[SciPy-dev] problems with numpy.setuptools...

David M. Cooke cookedm at physics.mcmaster.ca
Sat Sep 29 18:50:01 EDT 2007


David Cournapeau <david at ar.media.kyoto-u.ac.jp> writes:

> Pearu Peterson wrote:
>> On Fri, September 28, 2007 11:40 pm, Stefan van der Walt wrote:
>>> I would prefer if numpy were *always* in a release-ready state.
>>
>> Most of the time it actually is.
>>
>>> Why can't we instrument tests for distutils?  If the code is so confusing
>>> that we can't test it (or "practical corner cases"), should we be
>>> using it as a core ingredient in the first place?
>>
>> The code is not so confusing - it has well-defined (though undocumented)
>> structure that can be extended after one gets an idea how things
>> work in distutils.
>>
> Before I start to make my points, and because I feel this discussion is 
> heating a bit, let me say that I never intend to criticize any numpy's 
> developers work/code. I understand that distutils is complicated to 
> extend, that numpy's needs go far beyond the usual needs of python 
> package, and I really think that numpy.distutils has already achieved 
> quite a lot. All other impressions are surely du to the fact that 
> English is not my native language :)
>
> Now, although I certainly do not have as much experience as you with 
> distutils, I have used autotools for non trivial projects, I have used 
> scons as well, and I have some experience with complicated gnu make 
> based projects (eg my numpy.gar script which can builds numpy and all 
> its dependencies in different configuration/compilers on linux/unix). 
> This is not to say I am knowledgeable, but at least I think I am aware 
> of the difficulties of a cross platform build system.
>
>> The variety of different compilers and platforms makes developing
>> distutils difficult. I guess none of the developers who dare to
>> touch distutils have access to all platforms and compilers that
>> we are trying to support. This fact will not change after switching
>> to some other tool such as scons.

> That's where I think we fundamentally disagree. I for one think 
> distutils (here I mean the official, python.distutils, and only to build 
> C/Fortran extensions; I will never talk about any other capabilities of 
> distutils) is fundamentally flawed wrt to several key points, and I am 
> not even talking about its implementation. Since you are much more 
> familiar with distutils than me, I would really appreciate being told wrong:

>      1 - the way it tries to detect the platform capability.
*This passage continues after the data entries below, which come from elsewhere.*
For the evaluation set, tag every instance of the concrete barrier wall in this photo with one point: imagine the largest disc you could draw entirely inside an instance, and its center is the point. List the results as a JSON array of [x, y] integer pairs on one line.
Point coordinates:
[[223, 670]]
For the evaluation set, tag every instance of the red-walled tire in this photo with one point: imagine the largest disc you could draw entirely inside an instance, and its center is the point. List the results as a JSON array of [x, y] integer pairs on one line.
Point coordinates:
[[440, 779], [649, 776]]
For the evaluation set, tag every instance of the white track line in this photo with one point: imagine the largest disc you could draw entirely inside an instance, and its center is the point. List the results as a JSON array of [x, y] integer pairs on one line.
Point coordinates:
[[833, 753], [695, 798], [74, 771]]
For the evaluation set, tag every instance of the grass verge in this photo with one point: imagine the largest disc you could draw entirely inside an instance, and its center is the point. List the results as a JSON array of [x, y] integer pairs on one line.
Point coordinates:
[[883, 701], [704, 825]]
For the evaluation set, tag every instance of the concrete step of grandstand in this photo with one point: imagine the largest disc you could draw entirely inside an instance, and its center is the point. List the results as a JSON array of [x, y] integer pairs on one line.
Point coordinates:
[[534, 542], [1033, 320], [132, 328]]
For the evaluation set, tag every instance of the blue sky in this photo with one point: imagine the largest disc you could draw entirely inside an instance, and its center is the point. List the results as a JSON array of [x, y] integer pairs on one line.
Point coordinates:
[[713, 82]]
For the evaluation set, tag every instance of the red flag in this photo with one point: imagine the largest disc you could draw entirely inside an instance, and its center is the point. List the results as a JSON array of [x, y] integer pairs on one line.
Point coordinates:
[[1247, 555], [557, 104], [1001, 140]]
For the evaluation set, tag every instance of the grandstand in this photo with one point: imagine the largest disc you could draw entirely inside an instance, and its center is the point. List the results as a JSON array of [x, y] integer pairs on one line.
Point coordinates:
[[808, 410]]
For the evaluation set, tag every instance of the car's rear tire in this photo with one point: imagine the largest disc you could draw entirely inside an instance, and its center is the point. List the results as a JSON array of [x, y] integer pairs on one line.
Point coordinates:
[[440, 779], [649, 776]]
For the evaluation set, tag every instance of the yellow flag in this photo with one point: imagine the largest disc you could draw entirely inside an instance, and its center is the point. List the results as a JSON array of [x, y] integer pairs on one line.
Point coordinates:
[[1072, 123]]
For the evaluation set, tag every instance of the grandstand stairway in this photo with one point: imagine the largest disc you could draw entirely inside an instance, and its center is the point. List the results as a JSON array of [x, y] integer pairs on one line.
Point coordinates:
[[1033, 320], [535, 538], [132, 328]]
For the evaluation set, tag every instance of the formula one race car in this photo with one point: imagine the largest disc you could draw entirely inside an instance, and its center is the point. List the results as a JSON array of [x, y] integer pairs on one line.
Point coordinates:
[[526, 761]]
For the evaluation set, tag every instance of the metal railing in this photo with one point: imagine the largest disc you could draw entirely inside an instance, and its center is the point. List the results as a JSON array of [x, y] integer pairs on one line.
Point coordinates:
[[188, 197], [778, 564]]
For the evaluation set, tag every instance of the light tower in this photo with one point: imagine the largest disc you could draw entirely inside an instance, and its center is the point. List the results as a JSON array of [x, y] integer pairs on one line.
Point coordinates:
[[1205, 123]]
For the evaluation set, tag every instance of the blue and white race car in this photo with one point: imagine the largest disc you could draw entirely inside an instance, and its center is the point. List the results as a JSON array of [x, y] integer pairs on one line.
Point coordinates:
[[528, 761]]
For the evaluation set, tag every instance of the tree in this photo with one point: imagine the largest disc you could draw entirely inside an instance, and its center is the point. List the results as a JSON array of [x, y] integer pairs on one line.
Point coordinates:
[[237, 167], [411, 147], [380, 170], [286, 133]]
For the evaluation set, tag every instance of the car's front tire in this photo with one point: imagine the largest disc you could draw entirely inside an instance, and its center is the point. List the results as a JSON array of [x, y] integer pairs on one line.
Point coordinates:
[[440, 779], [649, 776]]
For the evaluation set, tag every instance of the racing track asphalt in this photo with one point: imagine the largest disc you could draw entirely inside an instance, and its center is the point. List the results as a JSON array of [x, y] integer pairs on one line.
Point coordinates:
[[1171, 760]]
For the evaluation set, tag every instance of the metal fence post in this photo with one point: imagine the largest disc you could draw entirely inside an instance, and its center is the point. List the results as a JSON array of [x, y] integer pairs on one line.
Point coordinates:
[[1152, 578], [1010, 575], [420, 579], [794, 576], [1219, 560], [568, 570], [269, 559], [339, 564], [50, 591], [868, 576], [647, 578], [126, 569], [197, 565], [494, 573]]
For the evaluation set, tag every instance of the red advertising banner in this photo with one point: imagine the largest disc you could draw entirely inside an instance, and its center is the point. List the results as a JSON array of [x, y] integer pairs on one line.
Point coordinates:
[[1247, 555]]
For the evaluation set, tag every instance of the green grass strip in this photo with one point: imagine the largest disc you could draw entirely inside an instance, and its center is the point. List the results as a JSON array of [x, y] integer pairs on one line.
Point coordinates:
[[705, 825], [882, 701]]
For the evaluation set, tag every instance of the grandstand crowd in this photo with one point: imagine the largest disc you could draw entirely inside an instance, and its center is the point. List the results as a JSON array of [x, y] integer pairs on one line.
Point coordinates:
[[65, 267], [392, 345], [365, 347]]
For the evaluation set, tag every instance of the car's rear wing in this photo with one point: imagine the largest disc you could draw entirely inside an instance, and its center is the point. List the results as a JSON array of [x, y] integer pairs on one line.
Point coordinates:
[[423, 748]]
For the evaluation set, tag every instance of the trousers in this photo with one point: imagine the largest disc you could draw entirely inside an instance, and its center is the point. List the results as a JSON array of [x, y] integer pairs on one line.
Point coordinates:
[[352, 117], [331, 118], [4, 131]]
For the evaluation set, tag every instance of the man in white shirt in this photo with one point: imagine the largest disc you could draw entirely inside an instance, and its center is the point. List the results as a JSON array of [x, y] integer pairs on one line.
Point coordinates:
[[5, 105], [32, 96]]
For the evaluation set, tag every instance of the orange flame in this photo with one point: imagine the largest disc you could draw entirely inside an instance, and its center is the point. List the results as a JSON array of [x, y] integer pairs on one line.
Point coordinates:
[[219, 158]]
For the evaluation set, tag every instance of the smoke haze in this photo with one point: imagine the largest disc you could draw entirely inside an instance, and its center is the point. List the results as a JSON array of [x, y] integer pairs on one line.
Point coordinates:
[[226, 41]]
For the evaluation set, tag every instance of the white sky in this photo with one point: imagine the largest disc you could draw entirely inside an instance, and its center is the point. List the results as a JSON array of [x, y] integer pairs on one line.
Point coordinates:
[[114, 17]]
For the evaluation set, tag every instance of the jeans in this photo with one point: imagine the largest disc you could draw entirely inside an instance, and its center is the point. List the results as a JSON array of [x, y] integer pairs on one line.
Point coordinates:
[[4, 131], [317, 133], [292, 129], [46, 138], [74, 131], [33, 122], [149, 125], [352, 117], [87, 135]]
When you 
> try to adapt to a platform in a build tool, you have at least two 
> possibilities: either you hardcode every new platform, or you try to get 
> the information from the platform. Distutils does the former, autoconf 
> does the latter. For me, there is absolutely no question which one is 
> better in this respect. This alone explains a lot of distutils fragility 
> IMHO. For example, numpy.distutils define the "f2c" library for each new 
> tool, but autoconf (more explicitely, the autoconf macro 
> AC_F77_LIBRARY_LDFLAGS) finds it automatically from compiler output.  
> This is a fundamental point, maybe the only most important one.

When you mention the 'f2c' library, you mean the Fortran intrinsic and
runtime libraries? We try to use the Fortran compiler for linking, so
knowing those tends not to be needed.

For comparision, we've got 2348 lines of source in
numpy/distutils/fcompiler/, and fortran.m4 included with autoconf is
1234 lines. However, fortran.m4 mostly only deals with finding a Fortran
compiler, finding flags for the libraries mentioned above, and name
mangling (and nothing about optimisation flags). SCons also does its
own handling of individual tools in much the same way as
numpy.distutils (with, again, no optimisations).

Now, one design point that I think distutils gets wrong is to use
lists for describing compiler options: the description of a compiler
(or any of the command line tools used) should be an object, that
'knows' how to turn, say, a .c file into a .o file (something like
scons' Builders, I think). We have some tools where the pattern
EXECUTABLE_NAME + SOME_OPTIONS + file.c + MORE_OPTIONS + file.o +
EVEN_MORE_OPTIONS doesn't work (most notably, linking shared libraries
on AIX must be handled specially). The CCompiler and FCompiler classes
are too high-level for this, as they contain knowledge about multiple
tools.

>     2 - numpy.distutils is difficult to extend. This, I think we all 
> agree. This is also significant, because it means that when 
> numpy.distutils fails, only a few people can change the situation. This 
> should not be the case. If the problem is one compiler flag, it should 
> not require anyone's involvement but the ones who experience the problem.

Fiddling compiler options shouldn't be too hard, espicially for the
Fortran compilers; it's usually pretty obvious where to fiddle for
those. But other things (C compilers, linking), I agree, could be
easier.

>     3 - Customizing compilation options: this is extremely difficult 
> right now, and this again by design.

My comment about using objects to represent tools applies here;
creating a custom tool object should be easy.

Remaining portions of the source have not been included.